Review – Percy Jackson: Sea of Monsters
Rotten Tomatoes: 38% | IMDB: 6.5
Sea of Monsters is the follow-up instalment in the Percy Jackson franchise – a Young Adult series about a boy who discovers he has a grand destiny to fulfil as the half-human son of Poseidon. Logan Lerman returns to his role as the mild-mannered teen Percy Jackson, now more accustomed to his place in a world that is a quixotic pastiche of contemporary America and mythological Greece. But when a magical tree is poisoned, one which protects the mythological folk of Camp Half-Blood, he is forced to seek out the Golden Fleece for its famed healing properties.

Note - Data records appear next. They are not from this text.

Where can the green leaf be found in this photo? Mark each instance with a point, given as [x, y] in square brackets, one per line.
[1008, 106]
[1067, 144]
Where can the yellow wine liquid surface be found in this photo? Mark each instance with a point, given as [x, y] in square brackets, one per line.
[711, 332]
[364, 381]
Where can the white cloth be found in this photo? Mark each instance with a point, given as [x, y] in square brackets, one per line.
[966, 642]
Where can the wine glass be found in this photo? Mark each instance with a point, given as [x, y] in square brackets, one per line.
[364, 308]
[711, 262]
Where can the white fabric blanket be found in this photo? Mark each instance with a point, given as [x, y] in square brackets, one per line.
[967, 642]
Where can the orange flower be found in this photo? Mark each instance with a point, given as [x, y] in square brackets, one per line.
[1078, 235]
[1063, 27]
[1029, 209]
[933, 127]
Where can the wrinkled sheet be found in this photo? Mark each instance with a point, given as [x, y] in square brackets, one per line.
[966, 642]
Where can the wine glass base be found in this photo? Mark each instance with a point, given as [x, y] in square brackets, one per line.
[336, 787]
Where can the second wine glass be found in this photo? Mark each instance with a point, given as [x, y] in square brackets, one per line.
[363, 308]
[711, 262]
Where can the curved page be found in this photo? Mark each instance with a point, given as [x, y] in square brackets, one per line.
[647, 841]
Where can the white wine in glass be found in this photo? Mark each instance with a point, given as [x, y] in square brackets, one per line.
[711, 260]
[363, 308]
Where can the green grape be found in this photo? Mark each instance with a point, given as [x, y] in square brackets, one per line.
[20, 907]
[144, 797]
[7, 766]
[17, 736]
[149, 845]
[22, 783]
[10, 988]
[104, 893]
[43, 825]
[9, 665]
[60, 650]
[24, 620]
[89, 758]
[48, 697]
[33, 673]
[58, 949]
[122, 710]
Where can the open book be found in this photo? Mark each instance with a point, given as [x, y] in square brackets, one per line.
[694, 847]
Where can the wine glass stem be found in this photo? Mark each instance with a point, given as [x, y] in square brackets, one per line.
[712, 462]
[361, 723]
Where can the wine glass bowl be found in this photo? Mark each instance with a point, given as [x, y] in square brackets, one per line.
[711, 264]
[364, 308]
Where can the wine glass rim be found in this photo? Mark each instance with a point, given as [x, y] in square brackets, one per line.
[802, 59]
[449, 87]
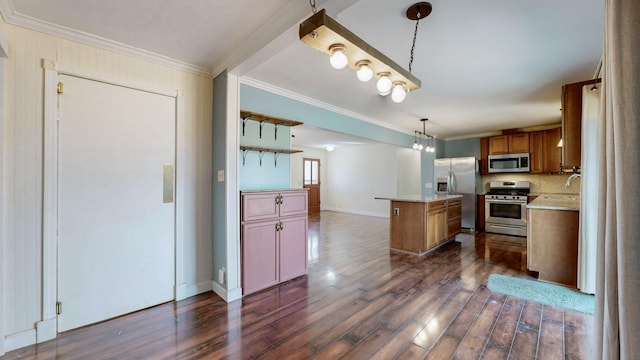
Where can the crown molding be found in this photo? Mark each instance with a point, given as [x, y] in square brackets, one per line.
[12, 17]
[319, 104]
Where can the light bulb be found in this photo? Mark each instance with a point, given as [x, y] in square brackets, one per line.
[398, 94]
[384, 84]
[364, 72]
[338, 59]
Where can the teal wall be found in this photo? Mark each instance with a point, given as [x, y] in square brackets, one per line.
[261, 101]
[462, 148]
[218, 191]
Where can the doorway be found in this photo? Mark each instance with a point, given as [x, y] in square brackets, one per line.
[116, 214]
[311, 178]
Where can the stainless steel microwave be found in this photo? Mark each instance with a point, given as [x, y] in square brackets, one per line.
[509, 163]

Sea of Monsters is a light, fun movie about a bunch of teens on an epic adventure. The drama is painted in thick lines, and the characters have relatively limited motivations, but the plot keeps things moving along quickly enough to keep you involved. It’s on this merit that the film gets a passing grade: you won’t be wowed by the humour, the acting, or the action, but none of it’s hilariously awful, either. It’s just what it is: an inoffensive teen adventure, stuffed to the gills with unimaginative references to Hesiod and Homer. It’s exactly the sort of film you’d get when you bring a lot of competent people on board who want to do nothing but film their scenes, cut their checks, and get on with their lives. Nathan Fillion was probably the best example of this – he turns up in cameo to show off his calves, eat the scenery, make a Firefly joke, and then disappear. It’s a performance that’s no less wooden, and no more entertaining, than that of the rest of the cast.
I don’t doubt this film will do well with the school holiday crowds, probably well enough that they’ll make another, and it’s entertaining enough the parents and babysitters won’t mind it either.